O nome escolhido exprime muito bem o cenário maceioense. Enquanto passeava com uma amiga na praia e contava sobre os planos de abrir seu brechó, um caranguejo do tipo Maria Farinha saiu da areia como uma resposta. Nada mais nordestino do que “Maria” e “farinha”.
“Todo mundo merece se vestir bem”. Esse é o propósito social do Brechó Maria Farinha. É promover a venda de roupas de boa qualidade com um valor acessível para a maioria da população. “Com o passar do tempo, fui prestando mais atenção em algumas questões sociais, percebi que as pessoas periféricas se vestem muito mal. Não esteticamente falando, mas falando em conforto, qualidade. O que mais se vê nos bairros mais pobres são essas lojas de R$ 20, onde a maioria das peças é confeccionada em poliéster e tem péssima qualidade. É muito comum que, em datas festivas, essas pessoas comprem roupas com valores que fogem do seu orçamento”, destaca Ana.

BRECHÓ COM LUXO
A consultora de imagem e estilo Tatiana Alvim é a responsável por inaugurar um Brechó Boutique em Maceió, espaço com peças de marca e com uma seleção cuidadosa.
Como consultora de moda, ela fazia closet detox para separar peças que suas clientes não usavam mais. Sem um destino específico para essas roupas de alta qualidade, decidiu abrir o Luxo no Cabide em 2018, combinando consumo consciente e estilo.
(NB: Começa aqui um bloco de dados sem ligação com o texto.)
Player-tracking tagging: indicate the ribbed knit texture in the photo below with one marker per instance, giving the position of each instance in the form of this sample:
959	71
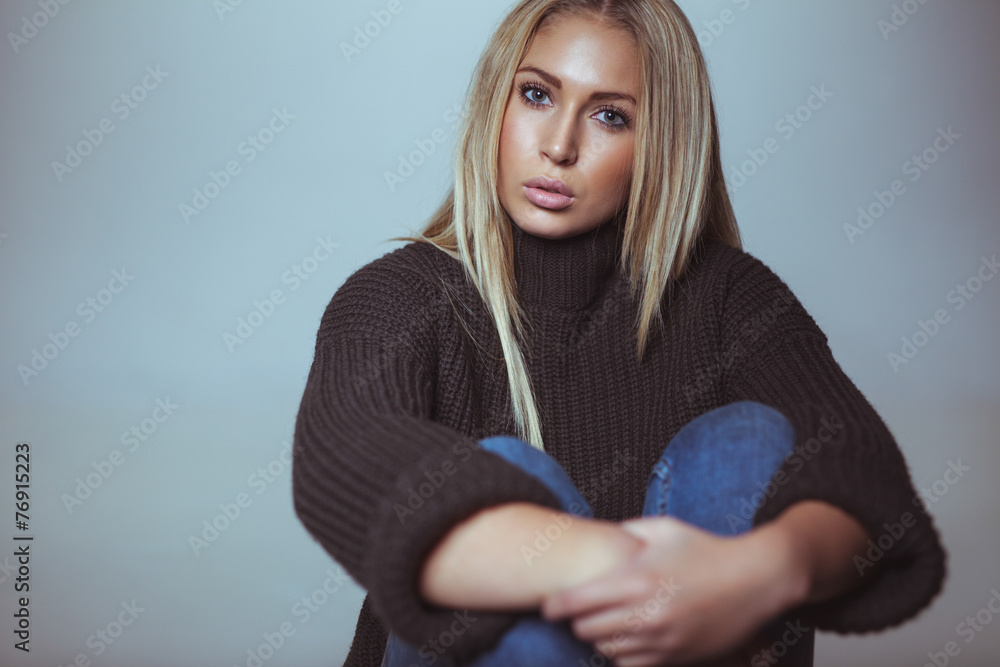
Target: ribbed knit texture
399	394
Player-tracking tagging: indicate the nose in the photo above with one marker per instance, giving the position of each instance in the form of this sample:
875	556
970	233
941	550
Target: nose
559	139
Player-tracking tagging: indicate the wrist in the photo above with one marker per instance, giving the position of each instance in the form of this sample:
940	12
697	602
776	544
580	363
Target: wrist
595	547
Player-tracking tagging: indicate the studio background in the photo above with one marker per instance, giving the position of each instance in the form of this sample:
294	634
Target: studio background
196	404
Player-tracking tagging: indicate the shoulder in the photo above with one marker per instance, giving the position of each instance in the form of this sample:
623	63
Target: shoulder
404	287
742	288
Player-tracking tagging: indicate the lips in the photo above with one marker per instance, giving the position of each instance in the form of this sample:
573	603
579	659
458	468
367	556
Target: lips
548	193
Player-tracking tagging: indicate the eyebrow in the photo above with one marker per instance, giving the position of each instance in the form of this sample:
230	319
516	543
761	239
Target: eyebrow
556	82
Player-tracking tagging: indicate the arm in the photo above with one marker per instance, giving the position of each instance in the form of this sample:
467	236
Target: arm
817	543
845	456
365	441
495	559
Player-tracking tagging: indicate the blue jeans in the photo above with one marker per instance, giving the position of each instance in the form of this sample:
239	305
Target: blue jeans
712	474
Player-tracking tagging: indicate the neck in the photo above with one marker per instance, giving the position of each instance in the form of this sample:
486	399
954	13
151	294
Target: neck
567	273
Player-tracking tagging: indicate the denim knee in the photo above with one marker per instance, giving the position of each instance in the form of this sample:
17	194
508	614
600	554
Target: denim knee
718	465
541	466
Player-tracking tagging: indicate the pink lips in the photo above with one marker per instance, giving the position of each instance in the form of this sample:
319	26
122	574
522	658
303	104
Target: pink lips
548	193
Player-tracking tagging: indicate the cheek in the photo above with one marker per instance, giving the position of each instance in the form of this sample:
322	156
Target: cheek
615	164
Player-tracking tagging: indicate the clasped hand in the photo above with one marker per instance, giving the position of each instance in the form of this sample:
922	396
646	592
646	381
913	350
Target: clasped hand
687	595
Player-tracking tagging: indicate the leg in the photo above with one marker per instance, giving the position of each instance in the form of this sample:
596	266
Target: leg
532	640
714	474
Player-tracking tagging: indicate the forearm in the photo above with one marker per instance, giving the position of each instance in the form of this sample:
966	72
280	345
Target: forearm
505	557
817	543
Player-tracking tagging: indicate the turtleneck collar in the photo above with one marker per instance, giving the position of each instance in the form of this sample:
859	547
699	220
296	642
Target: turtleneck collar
566	273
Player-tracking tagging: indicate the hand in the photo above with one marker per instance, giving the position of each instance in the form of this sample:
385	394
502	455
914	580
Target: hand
686	595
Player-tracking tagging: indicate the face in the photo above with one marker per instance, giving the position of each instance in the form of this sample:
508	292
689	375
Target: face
567	139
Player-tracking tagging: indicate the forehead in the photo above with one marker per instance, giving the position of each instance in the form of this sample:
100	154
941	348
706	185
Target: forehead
584	52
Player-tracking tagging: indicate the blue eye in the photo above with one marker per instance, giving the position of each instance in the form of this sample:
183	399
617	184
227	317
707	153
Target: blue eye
533	94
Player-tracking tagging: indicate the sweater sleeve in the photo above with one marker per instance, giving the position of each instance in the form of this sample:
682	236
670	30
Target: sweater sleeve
375	479
774	352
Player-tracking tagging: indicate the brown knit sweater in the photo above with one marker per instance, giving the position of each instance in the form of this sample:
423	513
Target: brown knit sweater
399	394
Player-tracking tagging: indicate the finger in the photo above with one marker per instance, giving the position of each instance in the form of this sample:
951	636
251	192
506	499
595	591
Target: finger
616	588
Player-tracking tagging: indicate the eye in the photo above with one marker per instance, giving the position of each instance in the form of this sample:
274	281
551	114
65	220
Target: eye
614	118
534	94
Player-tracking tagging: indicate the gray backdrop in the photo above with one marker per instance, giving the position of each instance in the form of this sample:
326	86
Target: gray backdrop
185	185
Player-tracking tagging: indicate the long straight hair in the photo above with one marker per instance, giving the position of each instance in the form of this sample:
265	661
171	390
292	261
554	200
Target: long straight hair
678	195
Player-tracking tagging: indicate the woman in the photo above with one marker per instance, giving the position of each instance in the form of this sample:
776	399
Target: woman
574	422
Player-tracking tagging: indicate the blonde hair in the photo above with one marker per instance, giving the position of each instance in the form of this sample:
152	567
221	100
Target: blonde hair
678	194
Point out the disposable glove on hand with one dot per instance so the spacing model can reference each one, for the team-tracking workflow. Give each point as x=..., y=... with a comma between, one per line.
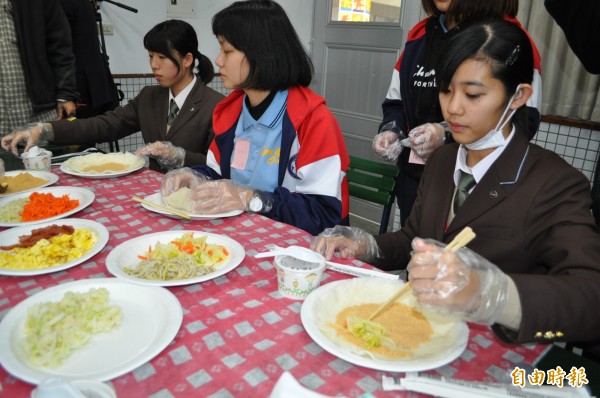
x=387, y=145
x=463, y=285
x=346, y=242
x=179, y=178
x=29, y=134
x=167, y=155
x=220, y=196
x=424, y=139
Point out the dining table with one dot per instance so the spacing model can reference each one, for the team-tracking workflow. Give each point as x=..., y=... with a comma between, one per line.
x=239, y=334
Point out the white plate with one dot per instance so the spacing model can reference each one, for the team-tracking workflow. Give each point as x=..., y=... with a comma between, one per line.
x=50, y=178
x=11, y=236
x=157, y=199
x=64, y=167
x=317, y=329
x=126, y=255
x=85, y=197
x=152, y=317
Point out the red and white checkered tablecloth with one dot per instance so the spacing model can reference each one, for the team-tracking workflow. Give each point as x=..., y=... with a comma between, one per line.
x=238, y=333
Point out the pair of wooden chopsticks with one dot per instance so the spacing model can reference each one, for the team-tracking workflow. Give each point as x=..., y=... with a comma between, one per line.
x=462, y=239
x=163, y=208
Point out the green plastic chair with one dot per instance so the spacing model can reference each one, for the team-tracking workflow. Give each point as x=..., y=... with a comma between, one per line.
x=374, y=182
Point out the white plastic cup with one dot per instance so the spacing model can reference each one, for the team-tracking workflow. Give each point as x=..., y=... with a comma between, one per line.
x=297, y=277
x=41, y=162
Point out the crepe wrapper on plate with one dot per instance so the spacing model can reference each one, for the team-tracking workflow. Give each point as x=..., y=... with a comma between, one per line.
x=104, y=163
x=179, y=200
x=375, y=290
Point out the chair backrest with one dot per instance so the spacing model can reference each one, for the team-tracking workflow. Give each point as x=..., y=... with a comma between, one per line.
x=374, y=182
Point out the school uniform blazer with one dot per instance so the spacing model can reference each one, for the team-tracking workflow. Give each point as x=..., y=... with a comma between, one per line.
x=147, y=112
x=531, y=215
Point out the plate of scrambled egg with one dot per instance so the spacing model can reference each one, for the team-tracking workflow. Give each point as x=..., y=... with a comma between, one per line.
x=413, y=339
x=102, y=165
x=50, y=247
x=150, y=318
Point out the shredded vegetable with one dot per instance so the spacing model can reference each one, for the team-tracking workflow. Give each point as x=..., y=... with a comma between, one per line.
x=370, y=332
x=46, y=205
x=54, y=329
x=183, y=258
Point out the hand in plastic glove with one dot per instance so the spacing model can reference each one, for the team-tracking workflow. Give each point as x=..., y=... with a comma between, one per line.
x=167, y=155
x=461, y=284
x=387, y=145
x=425, y=138
x=184, y=177
x=346, y=242
x=65, y=109
x=220, y=196
x=29, y=134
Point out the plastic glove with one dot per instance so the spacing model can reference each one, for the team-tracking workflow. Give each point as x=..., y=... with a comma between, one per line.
x=462, y=284
x=220, y=196
x=179, y=178
x=346, y=242
x=387, y=145
x=424, y=139
x=167, y=155
x=64, y=109
x=29, y=134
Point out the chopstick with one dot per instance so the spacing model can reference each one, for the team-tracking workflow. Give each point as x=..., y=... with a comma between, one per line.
x=163, y=208
x=391, y=300
x=462, y=239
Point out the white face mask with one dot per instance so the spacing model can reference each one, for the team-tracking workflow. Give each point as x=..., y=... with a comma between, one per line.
x=495, y=138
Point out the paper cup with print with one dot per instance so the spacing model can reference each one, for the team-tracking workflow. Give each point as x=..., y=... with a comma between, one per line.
x=37, y=159
x=298, y=276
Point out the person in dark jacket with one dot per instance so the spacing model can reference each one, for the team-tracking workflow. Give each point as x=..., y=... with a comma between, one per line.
x=38, y=66
x=411, y=110
x=97, y=89
x=175, y=117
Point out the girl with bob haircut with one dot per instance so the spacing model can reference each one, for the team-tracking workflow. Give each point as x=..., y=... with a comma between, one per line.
x=411, y=127
x=278, y=150
x=532, y=271
x=173, y=55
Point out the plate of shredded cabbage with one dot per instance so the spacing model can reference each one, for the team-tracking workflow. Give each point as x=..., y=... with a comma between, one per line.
x=148, y=320
x=41, y=205
x=174, y=258
x=50, y=247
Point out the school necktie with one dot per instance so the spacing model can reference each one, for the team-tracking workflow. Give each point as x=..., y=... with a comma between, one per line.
x=173, y=109
x=465, y=184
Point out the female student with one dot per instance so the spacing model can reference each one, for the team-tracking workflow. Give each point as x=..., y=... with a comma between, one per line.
x=411, y=107
x=532, y=270
x=173, y=141
x=278, y=150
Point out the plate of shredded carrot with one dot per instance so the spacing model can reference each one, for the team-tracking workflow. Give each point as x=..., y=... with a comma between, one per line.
x=46, y=204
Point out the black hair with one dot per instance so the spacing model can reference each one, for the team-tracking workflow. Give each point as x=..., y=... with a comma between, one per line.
x=176, y=36
x=468, y=11
x=263, y=32
x=502, y=45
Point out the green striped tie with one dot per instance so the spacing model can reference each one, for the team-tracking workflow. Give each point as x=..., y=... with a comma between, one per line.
x=173, y=109
x=465, y=184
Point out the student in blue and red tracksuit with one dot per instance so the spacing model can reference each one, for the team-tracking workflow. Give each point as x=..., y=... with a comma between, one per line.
x=277, y=150
x=411, y=109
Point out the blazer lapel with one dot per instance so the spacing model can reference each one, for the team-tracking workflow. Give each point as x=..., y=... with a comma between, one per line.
x=498, y=182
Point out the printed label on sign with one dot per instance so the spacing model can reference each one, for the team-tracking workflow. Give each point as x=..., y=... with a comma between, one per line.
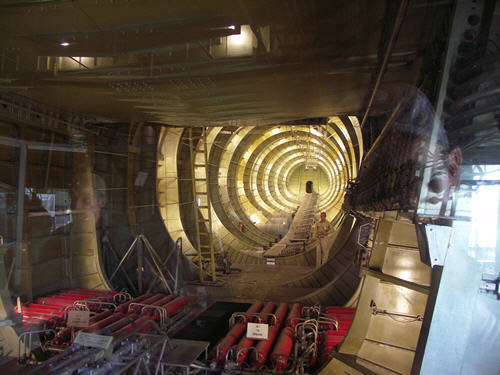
x=94, y=341
x=78, y=318
x=257, y=331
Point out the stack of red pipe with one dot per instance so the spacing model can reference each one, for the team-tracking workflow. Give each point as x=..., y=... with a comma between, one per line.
x=280, y=340
x=134, y=313
x=234, y=334
x=331, y=337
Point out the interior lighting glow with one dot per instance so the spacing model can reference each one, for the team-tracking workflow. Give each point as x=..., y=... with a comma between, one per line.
x=315, y=132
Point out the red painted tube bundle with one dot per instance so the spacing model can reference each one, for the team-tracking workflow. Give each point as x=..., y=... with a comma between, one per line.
x=138, y=323
x=124, y=306
x=160, y=302
x=256, y=306
x=232, y=336
x=88, y=291
x=243, y=345
x=56, y=301
x=100, y=316
x=267, y=309
x=264, y=346
x=295, y=313
x=103, y=323
x=39, y=307
x=235, y=333
x=281, y=313
x=147, y=301
x=282, y=349
x=115, y=326
x=64, y=334
x=83, y=297
x=341, y=310
x=176, y=305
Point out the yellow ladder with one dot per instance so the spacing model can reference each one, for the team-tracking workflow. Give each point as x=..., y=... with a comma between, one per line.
x=202, y=209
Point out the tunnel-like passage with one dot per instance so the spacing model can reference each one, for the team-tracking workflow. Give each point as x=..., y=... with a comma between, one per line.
x=256, y=174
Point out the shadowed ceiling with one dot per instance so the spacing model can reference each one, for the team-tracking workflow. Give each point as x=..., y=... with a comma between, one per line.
x=195, y=63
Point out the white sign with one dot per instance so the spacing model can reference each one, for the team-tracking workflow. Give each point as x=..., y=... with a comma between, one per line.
x=78, y=318
x=257, y=331
x=92, y=340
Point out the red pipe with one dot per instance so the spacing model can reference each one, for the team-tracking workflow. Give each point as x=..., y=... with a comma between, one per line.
x=264, y=346
x=229, y=340
x=147, y=301
x=256, y=306
x=129, y=327
x=163, y=301
x=121, y=323
x=267, y=309
x=88, y=291
x=234, y=334
x=175, y=305
x=281, y=313
x=103, y=323
x=244, y=344
x=295, y=313
x=124, y=306
x=282, y=349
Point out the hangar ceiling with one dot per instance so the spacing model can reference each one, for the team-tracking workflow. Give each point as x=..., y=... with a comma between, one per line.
x=211, y=63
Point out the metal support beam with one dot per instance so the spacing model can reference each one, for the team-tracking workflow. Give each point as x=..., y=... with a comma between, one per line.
x=21, y=182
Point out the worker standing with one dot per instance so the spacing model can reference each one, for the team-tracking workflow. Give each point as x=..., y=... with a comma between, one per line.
x=321, y=230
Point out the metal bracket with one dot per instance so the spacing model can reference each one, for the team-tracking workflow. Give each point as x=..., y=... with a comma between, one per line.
x=438, y=242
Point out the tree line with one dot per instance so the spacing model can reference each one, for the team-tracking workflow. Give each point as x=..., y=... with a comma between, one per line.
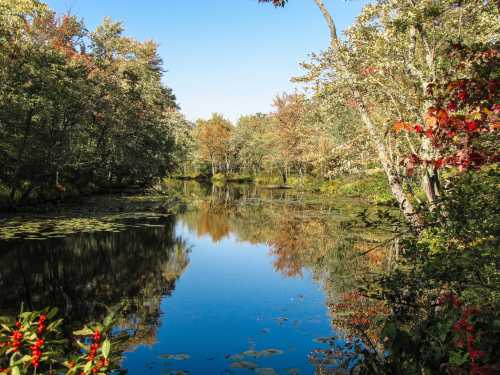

No começo, fazia duas edições ao ano com uma loja física temporária, que ficava aberta por 15 dias. Hoje, o Luxo no Cabide funciona como uma loja online no Instagram (@luxonocabidebrecho).
Para ela, o movimento dos brechós chega para diminuir os impactos da indústria do vestuário no meio ambiente. “O conceito ou propósito por trás do brechó é justamente trazer uma moda mais acessível e tornar o consumo mais sustentável, porque a indústria da moda é uma das mais poluentes do mundo. Então, quando a gente vê aquelas montanhas de lixos, de roupas, de fast fashion, é, realmente de assustar. E o planeta não vai aguentar mais tanta roupa, tanto consumo e tanto descarte de roupas. Então o propósito é fazer essa moda circular, tornar mais acessível e ajudar o planeta”, afirma.

Já o brechó online Florescer não se limita à venda de peças garimpadas. A loja promove trabalhos de upcycling, oferecendo um diferencial com reformas e personalizações que incluem a transformação de calças em saias, além de bordados e recortes criativos.
Os idealizadores Clara Loyse e Max Coting viam de perto a magia do reaproveitamento de roupas. Para eles, é muito significativo utilizar uma peça que pertencia a alguém com o mesmo estilo, além de possibilitar a descoberta de novas pessoas e tendências a baixo custo. Assim, perceberam que ao entrar nesse mercado, poderiam valorizar a moda sustentável, quebrar o preconceito e germinar esse sentimento em mais guarda-roupas.
Nos últimos tempos, a gente tem visto pessoas cada vez mais à vontade para comprar roupas em brechós, o que quebra um pouquinho o preconceito que algumas delas têm de que são roupas velhas, roupas que não tem como usar. Mas sabemos que tem muitas roupas que estão em ótimo estado e que vão completar um guarda-roupa com o estilo de cada um”, reforça Clara.
Os brechós também mudaram o modo de consumo de Laila Costa, proprietária do Bergamota Brechó (@bergamotabrechómaceio). Ela entrou nesse universo em 2017 e, desde então, passou de uma pessoa consumista para uma ativista na causa ambiental. Laila reflete: “Trabalhar com roupas de segunda mão me fez repensar o consumo e valorizar o que já existe. Também há algo muito bonito em dar um novo sentido às peças; cada roupa tem uma história, e ver ela ganhando uma nova dona é especial”.
Com uma curadoria zelosa e focada na moda contemporânea, o brechó está localizado no bairro da Ponta Verde, em Maceió. Laila valoriza, sobretudo, a experiência dos clientes, deixando-os à vontade para escolher as roupas como se estivessem em um closet compartilhado. Para ela, moda também é cuidado.